Many years ago, IBM added serialization (SYSZDSCB ENQ) to prevent such simultaneous updates from corrupting a PDS. Only one DISP=SHR open for output is allowed for a PDS. Subsequent DISP=SHR openers for output are terminated with a S213-30 ABEND. At the z/OS 1.5 level, IBM added serialization (SYSZEDI ENQ) to prevent simultaneous updates from corrupting sequential files with the same S213 ABEND results.

With EDIF, when the EDIDSN resource is not available, the opening task is suspended in EDIF code until the resource is available. Therefore, EDIF transparently serializes these updates and eliminates the possibility of S213-30 abends. Furthermore, the EDIF solution protects data sets of other organizations as well, not just DSORG=PO data sets.

Data sets may be specified as eligible for EDIF processing by default, by data set name with wild cards, by data set organization, or by any combination of the above.


B) Data Set Attribute Verification Feature 

EDIF can detect and/or prevent the erroneous modification of data set attributes that could render a data set unusable to other programs. EDIF performs this by comparing the attributes in the DCB for the opening program with the attributes in the DSCB for the data set

One example of DSCB attribute modification is partitioned data sets (PDS). PDSs are usually the "repository" for critical operational data such as procedure libraries, run libraries, and CICS libraries. PDS directories contain data that describe the members within the PDS. Damage to a PDS directory can destroy the mechanism by which the members (and the critical data) are accessed. The following are examples of how PDSs and/or their directories can be destroyed:

  • Copying a data set with attributes different from those of the PDS (LRECL, BLKSIZE) into the PDS
  • Not specifying a member name on the DD statement when the program opens the DD for output with DSORG=PS in its DCB

In the first case, the attributes of the PDS are changed to the attributes of the "copied" data set. None of the other members within the data set can be accessed, because their attributes are now different from those of the PDS. One way to fix this problem is to copy a data set with the correct attributes back into the PDS.

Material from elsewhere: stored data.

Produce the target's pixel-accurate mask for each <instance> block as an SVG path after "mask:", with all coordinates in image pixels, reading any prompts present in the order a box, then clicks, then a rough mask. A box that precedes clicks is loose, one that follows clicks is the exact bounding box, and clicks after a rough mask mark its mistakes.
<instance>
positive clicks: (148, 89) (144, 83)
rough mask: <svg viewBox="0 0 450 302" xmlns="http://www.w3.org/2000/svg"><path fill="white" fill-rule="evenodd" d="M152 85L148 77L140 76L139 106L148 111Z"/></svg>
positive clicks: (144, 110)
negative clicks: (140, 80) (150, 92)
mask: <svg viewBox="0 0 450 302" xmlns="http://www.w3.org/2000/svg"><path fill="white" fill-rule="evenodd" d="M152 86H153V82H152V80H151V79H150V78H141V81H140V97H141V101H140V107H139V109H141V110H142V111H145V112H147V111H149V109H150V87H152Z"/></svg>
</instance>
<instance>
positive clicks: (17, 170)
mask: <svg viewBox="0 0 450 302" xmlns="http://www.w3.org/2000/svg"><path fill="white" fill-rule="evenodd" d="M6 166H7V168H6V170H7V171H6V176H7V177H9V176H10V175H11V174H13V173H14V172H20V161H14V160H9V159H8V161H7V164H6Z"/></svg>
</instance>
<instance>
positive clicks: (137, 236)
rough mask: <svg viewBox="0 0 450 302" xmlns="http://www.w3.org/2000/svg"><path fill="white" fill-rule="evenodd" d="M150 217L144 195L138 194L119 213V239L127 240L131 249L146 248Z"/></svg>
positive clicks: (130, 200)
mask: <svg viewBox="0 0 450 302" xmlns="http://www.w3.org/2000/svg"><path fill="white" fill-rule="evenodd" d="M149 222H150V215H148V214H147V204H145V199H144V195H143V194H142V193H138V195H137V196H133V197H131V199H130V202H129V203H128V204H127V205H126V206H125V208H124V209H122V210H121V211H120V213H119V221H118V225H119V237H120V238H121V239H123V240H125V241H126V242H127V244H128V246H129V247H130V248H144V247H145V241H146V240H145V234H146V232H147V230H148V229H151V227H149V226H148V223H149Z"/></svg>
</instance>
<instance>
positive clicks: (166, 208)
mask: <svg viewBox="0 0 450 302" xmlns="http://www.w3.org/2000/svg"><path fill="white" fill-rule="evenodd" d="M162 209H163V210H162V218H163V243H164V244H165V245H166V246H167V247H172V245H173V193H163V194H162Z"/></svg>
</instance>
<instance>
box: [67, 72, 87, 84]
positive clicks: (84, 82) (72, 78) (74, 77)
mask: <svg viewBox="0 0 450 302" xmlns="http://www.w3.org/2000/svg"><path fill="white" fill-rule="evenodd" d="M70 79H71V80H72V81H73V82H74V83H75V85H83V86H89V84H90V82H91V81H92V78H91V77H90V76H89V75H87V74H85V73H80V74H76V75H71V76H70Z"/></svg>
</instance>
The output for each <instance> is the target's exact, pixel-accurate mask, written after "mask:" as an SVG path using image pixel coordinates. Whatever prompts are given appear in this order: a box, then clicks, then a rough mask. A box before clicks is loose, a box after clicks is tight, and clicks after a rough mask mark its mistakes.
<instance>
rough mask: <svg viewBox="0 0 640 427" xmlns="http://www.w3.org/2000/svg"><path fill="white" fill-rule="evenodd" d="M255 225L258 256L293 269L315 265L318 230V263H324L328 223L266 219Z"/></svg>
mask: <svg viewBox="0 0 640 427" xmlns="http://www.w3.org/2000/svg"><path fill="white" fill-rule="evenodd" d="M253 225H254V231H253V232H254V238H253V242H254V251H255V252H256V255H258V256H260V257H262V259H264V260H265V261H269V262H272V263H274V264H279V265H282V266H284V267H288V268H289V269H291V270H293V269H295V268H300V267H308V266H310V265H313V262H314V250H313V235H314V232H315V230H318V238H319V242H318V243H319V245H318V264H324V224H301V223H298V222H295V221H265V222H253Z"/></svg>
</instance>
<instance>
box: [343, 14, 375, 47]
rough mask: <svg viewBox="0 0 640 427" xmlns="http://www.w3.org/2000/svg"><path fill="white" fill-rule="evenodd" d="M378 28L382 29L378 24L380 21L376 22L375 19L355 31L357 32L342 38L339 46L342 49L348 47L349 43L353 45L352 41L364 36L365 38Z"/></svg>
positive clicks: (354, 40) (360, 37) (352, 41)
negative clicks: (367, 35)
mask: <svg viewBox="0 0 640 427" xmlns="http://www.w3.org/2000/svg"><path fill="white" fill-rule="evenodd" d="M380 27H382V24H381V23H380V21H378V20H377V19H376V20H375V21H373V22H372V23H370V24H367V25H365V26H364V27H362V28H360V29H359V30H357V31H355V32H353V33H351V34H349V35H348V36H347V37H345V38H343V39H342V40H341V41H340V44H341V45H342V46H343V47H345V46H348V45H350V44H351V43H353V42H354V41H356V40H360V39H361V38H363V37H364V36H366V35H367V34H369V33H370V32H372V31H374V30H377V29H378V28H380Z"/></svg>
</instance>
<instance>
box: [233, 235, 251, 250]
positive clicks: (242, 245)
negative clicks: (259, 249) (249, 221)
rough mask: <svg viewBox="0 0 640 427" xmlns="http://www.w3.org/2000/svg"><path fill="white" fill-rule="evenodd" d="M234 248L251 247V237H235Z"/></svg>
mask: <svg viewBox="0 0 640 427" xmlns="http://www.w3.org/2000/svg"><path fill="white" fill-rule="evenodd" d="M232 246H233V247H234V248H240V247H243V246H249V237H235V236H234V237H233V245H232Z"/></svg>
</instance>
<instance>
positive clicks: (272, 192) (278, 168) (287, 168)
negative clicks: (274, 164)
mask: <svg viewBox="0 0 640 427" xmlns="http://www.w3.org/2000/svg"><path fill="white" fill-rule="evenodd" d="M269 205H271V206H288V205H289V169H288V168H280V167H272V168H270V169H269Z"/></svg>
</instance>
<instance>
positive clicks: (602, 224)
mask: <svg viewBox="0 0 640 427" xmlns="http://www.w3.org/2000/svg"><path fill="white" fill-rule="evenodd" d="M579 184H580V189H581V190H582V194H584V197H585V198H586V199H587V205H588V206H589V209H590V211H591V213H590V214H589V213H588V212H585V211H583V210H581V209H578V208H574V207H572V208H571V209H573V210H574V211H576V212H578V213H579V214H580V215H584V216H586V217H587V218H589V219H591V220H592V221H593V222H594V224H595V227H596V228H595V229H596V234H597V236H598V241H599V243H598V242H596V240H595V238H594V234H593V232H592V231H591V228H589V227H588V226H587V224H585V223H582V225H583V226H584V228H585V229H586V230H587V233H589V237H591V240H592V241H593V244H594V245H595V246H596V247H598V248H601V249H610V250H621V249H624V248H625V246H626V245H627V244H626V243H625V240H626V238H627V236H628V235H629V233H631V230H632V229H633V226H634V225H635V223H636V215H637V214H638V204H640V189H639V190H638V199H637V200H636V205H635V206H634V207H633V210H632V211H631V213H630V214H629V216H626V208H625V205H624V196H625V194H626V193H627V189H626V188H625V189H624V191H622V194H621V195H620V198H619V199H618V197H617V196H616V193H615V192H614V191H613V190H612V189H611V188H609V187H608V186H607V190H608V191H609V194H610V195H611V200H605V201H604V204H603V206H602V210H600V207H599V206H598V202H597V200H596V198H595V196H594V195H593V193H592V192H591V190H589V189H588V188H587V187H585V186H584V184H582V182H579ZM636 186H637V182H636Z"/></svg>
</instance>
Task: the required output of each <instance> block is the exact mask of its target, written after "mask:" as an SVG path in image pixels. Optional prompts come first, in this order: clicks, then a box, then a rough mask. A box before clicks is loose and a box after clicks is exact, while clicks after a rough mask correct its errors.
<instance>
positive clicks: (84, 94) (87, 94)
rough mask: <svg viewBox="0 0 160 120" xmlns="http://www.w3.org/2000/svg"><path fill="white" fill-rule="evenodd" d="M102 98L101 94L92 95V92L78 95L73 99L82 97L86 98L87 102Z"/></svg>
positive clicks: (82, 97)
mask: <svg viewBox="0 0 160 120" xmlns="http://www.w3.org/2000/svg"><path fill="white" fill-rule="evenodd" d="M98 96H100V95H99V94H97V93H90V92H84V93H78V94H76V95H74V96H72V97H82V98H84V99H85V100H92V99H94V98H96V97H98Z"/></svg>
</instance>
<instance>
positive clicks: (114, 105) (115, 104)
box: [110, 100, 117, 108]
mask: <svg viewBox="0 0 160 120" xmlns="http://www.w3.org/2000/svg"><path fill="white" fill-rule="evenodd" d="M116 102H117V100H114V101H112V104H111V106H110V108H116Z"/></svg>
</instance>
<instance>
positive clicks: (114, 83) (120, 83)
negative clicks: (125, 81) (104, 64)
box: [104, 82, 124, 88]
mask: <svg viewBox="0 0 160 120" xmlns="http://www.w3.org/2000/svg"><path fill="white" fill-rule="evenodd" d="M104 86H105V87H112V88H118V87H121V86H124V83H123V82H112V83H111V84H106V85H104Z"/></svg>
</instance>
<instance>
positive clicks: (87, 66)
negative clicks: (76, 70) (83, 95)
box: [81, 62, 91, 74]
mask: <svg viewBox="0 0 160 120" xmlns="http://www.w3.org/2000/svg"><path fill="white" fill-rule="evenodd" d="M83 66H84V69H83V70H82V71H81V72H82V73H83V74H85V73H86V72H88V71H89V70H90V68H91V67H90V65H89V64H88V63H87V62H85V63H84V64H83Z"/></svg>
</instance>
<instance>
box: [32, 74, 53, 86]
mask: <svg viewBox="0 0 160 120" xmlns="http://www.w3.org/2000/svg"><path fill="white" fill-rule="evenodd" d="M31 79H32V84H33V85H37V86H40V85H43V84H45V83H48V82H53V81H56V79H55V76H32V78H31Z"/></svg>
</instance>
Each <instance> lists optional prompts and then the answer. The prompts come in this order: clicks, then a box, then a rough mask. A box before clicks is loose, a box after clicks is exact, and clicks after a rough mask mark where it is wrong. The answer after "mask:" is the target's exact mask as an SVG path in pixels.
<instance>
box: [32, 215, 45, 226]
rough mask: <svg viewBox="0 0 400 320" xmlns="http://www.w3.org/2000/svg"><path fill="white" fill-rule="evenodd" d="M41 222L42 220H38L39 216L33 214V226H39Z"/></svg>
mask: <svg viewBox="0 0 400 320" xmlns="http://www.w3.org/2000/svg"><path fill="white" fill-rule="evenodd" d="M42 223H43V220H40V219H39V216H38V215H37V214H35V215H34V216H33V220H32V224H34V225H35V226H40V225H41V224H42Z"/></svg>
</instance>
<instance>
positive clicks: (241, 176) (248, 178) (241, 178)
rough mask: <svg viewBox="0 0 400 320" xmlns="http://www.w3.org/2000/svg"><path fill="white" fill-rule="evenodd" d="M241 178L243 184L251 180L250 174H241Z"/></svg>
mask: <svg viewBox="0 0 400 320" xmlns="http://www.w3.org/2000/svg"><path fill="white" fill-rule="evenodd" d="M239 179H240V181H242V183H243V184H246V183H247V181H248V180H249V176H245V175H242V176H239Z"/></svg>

Unfortunately, in a multi-image environment many other updates to the PDS are probably taking place, and those new "updates" may be suspect once the file is "fixed". In addition, the solution involves someone doing something after the problem occurs. What if the problem occurred at 2:00 A.M.? Do operators or application programmers know how to fix it? In automated operations environment, problems should be prevented, not solved after they occur.

In the second case above, a user updates a PDS and forgets to include a member name on the PDS as the object of the update. For example:

//* 'MONTHLY.PAYROLL.DATA' is a sequential file

In this example, the program PAYME01 expects that the data set associated with DDNAME PAYLOG is a sequential file, and will open it with DSORG=PS in its DCB. Therefore, the directory for 'PAYROLL.DATA' will be destroyed. The only solution is to restore the PDS from a previous back-up copy. Careful programming can prevent errors that could cost your IS organization significant amounts of time and money.